Reputation: 67
I need to replace some text in C# using RegEx:
string strSText = "<P>Bulleted list</P><UL><P><LI>Bullet 1</LI><P></P><P>
<LI>Bullet 2</LI><P></P><P><LI>Bullet 3</LI><P></UL>"
Basically I need to get rid of the
"<P>"
tag(s) introduced between
"<UL><P><LI>",
"</LI><P></P><P><LI>" and
"</LI><P></UL>"
I also need to ignore any spaces between these tags when performing the removal.
So
"</LI><P></P><P><LI>", "</LI> <P></P><P><LI>", "</LI><P></P><P> <LI>" or
"</LI> <P> </P> <P> <LI>"
must all be replaced with
"</LI><LI>"
I tried using the following RegEx match for this purpose:
strSText = Regex.Replace(strSText, "<UL>.*<LI>", "<UL><LI>", RegexOptions.IgnoreCase);
strSText = Regex.Replace(strSText, "</LI>.*<LI>", "</LI><LI>",
RegexOptions.IgnoreCase);
strSText = Regex.Replace(strSText, "</LI>.*</UL>", "</LI></UL>",
RegexOptions.IgnoreCase);
But it performs a "greedy" match and results in:
"<P>Bulleted list</P><UL><LI>Bullet 3</LI></UL>"

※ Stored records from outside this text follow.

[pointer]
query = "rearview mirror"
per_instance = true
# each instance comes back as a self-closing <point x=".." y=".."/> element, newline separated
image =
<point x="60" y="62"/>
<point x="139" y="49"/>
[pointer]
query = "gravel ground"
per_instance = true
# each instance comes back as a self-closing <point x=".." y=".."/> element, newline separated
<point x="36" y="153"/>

I then tried using "lazy" match:
strSText = Regex.Replace(strSText, "<UL>.*?<LI>", "<UL><LI>", RegexOptions.IgnoreCase);
strSText = Regex.Replace(strSText, "</LI>.*?<LI>", "</LI><LI>",
RegexOptions.IgnoreCase);
strSText = Regex.Replace(strSText, "</LI>.*?</UL>", "</LI></UL>",
RegexOptions.IgnoreCase);
and this results in:
"<P>Bulleted list</P><UL><LI>Bullet 1</LI></UL>"

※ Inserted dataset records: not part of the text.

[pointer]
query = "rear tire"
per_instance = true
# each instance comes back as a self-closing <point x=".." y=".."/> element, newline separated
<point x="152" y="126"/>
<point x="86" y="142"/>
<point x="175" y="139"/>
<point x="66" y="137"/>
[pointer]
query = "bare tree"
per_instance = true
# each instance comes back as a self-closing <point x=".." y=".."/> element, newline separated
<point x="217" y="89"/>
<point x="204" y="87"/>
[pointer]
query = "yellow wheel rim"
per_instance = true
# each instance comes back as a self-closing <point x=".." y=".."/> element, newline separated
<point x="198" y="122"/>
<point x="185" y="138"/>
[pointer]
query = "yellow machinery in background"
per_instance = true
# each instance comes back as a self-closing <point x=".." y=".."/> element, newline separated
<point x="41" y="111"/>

But I want the following result, which preserves all other data:
"<P>Bulleted list</P><UL><LI>Bullet 1</LI><LI>Bullet 2</LI><LI>Bullet 3</LI></UL>"
Upvotes: 1
Views: 561
Reputation: 56
Not really an answer to your question, but more of a comment to Jonathon: Parse HTML with HTMLAgilityPack
Upvotes: 1
Reputation: 3991
The following regexp matches one or more <P>
or </P>
tags:
(?:</?P>\s*)+
So if you place that between the other tags you have, you can get rid of them, i.e.
strSText = Regex.Replace(strSText, @"<UL>\s*(?:</?P>\s*)+<LI>", "<UL><LI>", RegexOptions.IgnoreCase);
strSText = Regex.Replace(strSText, @"</LI>\s*(?:</?P>\s*)+<LI>", "</LI><LI>", RegexOptions.IgnoreCase);
strSText = Regex.Replace(strSText, @"</LI>\s*(?:</?P>\s*)+</UL>", "</LI></UL>", RegexOptions.IgnoreCase);
Upvotes: 1